ある時大国主命はお二人をお呼びになって、一生懸命私の仕事を手伝ってくれるので、何か褒美を取らせようと仰せになりました。
すると元気者の建御名方命は日本一強い力を、事代主命は知恵が欲しいと仰いました。大国主命は満足そうに微笑んで、そなたたちが毎日働いているうちに、その力がつくようにしてあげようと、仰せられました。
しかしその後真面目な顔になり、もし高天原の神々に逆らうようなら、その力も知恵もたちまち消えてしまうぞ。と仰せられました。数年後お二人は望み通りになっていました。
御兄さまの事代主命は素晴らしい知恵を身につけ、なんでもひと言で解決してしまう、一言主命(ひとことぬしのみこと)と人々にあがめられるようになりました。建御名方命はたくましい力を用いて、人々のためになる仕事をなさいました。
㈥一大事
今日も今日とて建御名方命は、一人で山の中に入って働いておいででした。そこに召使が息せきって走ってきました。

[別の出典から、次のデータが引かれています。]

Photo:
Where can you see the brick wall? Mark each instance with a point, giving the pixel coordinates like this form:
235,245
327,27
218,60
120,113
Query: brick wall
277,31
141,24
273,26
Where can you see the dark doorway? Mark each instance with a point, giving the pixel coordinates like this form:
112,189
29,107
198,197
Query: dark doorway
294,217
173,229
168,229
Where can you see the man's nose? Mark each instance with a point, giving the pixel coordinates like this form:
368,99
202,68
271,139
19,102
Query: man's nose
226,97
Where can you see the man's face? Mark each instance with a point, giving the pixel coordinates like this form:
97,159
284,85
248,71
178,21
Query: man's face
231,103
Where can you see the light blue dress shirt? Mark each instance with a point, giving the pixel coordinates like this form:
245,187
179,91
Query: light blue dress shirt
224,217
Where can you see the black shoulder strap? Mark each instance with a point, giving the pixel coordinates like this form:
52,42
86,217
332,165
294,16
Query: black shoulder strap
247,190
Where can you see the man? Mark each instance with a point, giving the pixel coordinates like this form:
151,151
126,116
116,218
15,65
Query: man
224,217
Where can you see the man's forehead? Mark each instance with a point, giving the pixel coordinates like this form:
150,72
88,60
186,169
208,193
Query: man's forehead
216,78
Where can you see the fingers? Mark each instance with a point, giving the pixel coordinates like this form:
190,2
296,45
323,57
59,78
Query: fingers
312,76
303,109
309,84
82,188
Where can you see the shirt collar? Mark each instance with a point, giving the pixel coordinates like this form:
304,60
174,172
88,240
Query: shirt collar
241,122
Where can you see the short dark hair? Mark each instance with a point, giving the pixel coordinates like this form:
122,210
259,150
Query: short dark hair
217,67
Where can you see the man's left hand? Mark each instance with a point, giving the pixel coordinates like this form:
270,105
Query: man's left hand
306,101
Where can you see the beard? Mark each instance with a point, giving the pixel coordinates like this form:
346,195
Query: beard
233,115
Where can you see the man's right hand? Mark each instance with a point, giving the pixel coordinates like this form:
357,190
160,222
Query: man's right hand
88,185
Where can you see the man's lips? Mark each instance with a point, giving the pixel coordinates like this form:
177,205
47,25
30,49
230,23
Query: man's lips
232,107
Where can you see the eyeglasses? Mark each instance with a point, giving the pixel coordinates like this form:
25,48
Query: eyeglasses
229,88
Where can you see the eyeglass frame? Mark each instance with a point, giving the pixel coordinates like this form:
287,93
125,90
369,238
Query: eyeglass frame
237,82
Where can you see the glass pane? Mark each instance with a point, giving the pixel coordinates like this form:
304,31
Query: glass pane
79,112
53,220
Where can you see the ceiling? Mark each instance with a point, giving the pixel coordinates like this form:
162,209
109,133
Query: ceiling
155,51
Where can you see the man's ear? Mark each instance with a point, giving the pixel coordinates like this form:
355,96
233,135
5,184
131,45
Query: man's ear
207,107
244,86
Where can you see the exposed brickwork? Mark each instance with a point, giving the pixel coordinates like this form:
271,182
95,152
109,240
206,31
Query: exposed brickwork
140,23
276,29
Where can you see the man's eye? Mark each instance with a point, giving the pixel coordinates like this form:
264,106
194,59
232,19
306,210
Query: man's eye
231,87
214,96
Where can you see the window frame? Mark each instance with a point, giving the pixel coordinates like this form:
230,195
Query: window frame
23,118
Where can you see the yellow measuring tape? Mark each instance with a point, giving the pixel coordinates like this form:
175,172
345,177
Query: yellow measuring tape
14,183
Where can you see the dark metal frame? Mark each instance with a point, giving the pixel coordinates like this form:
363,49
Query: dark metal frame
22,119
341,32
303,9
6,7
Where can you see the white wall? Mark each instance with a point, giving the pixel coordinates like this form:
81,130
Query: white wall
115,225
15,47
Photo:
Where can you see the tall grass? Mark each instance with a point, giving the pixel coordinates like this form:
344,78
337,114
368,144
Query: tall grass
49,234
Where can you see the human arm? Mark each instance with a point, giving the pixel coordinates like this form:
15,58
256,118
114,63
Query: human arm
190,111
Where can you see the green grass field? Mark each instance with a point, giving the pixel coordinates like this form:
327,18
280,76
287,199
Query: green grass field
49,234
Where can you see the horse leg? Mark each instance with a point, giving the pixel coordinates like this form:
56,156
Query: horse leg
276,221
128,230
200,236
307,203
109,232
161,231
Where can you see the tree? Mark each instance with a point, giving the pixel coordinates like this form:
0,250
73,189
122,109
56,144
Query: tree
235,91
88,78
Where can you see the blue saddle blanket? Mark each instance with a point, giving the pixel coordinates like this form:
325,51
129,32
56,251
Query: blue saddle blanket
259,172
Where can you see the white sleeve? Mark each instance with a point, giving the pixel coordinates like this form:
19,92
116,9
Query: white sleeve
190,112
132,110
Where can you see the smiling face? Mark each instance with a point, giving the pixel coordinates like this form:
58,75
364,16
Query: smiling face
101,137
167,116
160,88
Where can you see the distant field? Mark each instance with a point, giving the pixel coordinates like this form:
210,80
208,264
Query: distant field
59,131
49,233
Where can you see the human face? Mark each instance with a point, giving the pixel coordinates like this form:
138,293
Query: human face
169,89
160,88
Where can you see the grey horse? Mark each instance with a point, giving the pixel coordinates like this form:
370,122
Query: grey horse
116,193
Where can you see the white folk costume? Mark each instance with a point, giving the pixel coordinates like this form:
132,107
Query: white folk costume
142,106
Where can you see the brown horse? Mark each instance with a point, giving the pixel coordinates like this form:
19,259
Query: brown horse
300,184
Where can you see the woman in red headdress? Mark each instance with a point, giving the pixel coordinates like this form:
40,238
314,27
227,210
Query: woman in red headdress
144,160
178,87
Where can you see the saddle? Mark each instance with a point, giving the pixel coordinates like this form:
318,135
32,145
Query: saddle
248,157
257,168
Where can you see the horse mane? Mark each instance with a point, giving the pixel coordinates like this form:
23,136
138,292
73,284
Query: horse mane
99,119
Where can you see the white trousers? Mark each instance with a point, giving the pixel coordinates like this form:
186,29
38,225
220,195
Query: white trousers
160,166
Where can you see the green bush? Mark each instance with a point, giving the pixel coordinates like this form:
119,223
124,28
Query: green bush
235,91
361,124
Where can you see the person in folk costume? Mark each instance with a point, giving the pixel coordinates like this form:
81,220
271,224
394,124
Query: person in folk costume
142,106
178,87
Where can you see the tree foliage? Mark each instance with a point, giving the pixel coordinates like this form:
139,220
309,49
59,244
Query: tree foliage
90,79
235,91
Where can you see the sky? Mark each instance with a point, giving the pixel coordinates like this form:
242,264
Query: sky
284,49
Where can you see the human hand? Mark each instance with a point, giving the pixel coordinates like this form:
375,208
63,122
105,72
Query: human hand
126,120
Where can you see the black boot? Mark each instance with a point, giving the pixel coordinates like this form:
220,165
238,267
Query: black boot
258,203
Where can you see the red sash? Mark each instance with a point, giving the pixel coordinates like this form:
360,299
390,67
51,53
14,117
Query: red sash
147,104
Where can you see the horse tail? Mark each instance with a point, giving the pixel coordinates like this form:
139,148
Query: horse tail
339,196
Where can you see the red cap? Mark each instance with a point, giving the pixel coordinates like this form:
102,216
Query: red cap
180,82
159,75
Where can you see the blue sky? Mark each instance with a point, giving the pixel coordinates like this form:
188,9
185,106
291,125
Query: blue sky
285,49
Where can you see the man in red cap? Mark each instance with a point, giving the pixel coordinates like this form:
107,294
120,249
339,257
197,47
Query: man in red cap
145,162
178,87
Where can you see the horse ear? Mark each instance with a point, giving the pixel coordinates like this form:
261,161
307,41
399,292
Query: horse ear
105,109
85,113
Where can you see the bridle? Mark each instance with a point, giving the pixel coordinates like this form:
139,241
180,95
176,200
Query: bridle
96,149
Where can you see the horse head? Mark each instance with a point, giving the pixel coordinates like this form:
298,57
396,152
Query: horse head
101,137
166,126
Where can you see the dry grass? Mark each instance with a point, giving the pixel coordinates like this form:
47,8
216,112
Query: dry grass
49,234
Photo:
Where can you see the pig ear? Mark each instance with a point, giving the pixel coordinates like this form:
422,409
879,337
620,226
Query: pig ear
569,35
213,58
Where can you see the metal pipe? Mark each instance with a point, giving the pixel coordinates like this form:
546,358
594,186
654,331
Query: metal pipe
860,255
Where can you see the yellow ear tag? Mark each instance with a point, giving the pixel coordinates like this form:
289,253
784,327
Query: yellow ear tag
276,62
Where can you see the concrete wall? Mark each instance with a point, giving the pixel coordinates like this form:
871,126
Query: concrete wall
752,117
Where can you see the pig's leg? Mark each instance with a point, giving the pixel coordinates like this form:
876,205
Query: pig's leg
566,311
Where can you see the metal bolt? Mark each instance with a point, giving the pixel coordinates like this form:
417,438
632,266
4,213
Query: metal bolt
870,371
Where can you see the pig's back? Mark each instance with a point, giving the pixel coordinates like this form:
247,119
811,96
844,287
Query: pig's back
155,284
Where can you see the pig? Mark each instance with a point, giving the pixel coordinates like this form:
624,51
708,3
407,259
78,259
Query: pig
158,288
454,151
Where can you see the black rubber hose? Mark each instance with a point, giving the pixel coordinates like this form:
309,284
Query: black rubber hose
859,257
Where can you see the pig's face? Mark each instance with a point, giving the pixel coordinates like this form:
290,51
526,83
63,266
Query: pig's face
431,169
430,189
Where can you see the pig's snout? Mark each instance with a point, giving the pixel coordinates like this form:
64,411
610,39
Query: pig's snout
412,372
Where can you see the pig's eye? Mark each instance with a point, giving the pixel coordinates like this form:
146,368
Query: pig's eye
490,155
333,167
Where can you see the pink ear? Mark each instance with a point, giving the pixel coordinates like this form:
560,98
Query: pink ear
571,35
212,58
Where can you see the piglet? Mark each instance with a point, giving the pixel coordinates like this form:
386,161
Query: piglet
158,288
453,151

その日はいい天気で伊佐那の浜には大勢に人が出ていました。するとはるか沖合から鳥の形をした美しい小舟が近づいて来ました、舳先には強そうな一人の神様が、こちらをにらんでいます。見知らぬ神様は岸につくと「大国主命を呼んで来い」と叫びました。
やがて大国主命がおいでになり、見知らぬ神と二人で何なら話し込んでおられます。このときお兄上様は小舟を浮かべて、一人静かに釣りをしておいででした。

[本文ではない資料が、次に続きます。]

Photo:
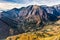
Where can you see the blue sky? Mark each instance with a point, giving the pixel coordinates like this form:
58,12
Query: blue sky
9,4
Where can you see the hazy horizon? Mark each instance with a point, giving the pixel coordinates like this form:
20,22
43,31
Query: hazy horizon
9,4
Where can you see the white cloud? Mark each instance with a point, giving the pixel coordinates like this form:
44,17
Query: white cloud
6,6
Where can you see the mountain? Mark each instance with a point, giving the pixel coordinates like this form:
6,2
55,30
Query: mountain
27,19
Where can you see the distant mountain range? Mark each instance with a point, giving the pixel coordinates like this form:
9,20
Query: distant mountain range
26,19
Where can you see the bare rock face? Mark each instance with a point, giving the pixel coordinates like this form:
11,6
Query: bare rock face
27,19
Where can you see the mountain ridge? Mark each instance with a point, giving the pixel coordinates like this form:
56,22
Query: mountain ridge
28,18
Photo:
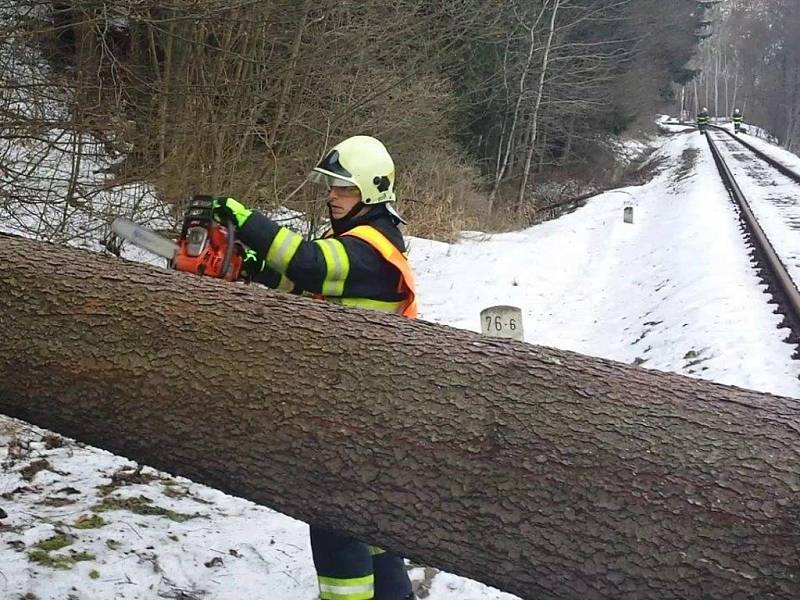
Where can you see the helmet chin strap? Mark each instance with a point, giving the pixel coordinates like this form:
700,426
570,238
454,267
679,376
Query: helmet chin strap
352,213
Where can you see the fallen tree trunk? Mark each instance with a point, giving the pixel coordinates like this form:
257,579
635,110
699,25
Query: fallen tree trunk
545,473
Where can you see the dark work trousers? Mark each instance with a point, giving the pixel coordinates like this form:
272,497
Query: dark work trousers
345,567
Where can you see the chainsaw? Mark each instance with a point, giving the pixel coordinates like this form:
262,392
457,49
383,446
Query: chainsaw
204,248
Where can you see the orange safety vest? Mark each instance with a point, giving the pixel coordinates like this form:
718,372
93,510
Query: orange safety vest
393,256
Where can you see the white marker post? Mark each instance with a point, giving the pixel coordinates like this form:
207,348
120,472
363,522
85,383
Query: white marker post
628,214
502,322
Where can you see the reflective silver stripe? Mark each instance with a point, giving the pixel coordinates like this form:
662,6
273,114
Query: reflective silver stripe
283,248
338,266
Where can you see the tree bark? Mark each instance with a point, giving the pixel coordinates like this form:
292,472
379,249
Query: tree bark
545,473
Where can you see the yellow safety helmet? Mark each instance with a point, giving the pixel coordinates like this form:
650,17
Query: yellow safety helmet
360,161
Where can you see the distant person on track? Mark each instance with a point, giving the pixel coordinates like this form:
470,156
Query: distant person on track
738,119
703,119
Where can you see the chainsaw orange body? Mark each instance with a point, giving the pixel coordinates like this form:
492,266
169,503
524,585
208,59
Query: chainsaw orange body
210,261
204,247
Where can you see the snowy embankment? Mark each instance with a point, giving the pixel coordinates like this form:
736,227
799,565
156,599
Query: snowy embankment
675,290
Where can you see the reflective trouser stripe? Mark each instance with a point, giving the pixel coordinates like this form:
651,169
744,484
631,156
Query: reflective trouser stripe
283,248
395,307
338,266
357,588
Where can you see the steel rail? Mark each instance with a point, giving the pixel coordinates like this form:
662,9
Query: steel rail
773,263
790,173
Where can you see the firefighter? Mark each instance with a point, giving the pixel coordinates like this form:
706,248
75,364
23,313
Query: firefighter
738,119
359,262
703,119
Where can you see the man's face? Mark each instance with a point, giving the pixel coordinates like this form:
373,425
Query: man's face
341,200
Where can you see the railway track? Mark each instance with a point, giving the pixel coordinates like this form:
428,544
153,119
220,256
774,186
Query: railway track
767,194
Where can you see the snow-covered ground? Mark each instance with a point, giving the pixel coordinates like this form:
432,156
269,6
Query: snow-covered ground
675,290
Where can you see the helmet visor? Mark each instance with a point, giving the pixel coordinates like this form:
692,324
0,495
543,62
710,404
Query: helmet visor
328,180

すると見知らぬ神は、今度はお兄上様の方に行き何か話しあいました。お兄上様は丁寧にお辞儀をなさいました。するとお乗りになっていた小舟にみるみる柴が生えだし、お兄様の御姿をかくしてしまい、海の向こうのほうに行って見えなくなったと、いうのです。
これを聞いた建御名方命は、急いで浜辺に下っておいでになりました。